WSJ.com: Most Americans Believe Iran Is Building a Nuclear Weapon.

My headline for the story might be, “So what do you expect?” The Wall Street Journal reports the results of a Harris Interactive poll finding that “a large majority of Americans believe Iran is using its uranium research program to build a nuclear weapon.” Is that belief a surprise, considering the fact this is precisely the message that government and media are giving citizens, readers, viewers and listeners every time the subject of Iran comes up?

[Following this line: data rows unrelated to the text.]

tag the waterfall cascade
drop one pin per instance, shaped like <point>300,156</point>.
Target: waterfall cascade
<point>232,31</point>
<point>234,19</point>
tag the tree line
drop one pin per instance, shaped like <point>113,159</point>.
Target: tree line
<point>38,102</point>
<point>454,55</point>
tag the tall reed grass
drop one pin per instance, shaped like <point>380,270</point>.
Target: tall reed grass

Let’s take a look at what Harris Interactive said Americans believed about Iraq in March 2003: Among other findings reported on March 6 of that year — 13 days before the war began — Harris reported 80 percent of Americans “believe Iraq has or is making nuclear, chemical or biological weapons”; 78 percent believed “believe there is at least some link between Saddam Hussein and Al Qaeda.” Lost in the mists of time is the finding that, even with those beliefs about Saddam and Iraq, only a plurality of Americans (45-36 percent) said they favored an attack at the time.

The point of all the above being: If people are bombarded day and night by the same set of “facts,” that’s bound to affect their thinking.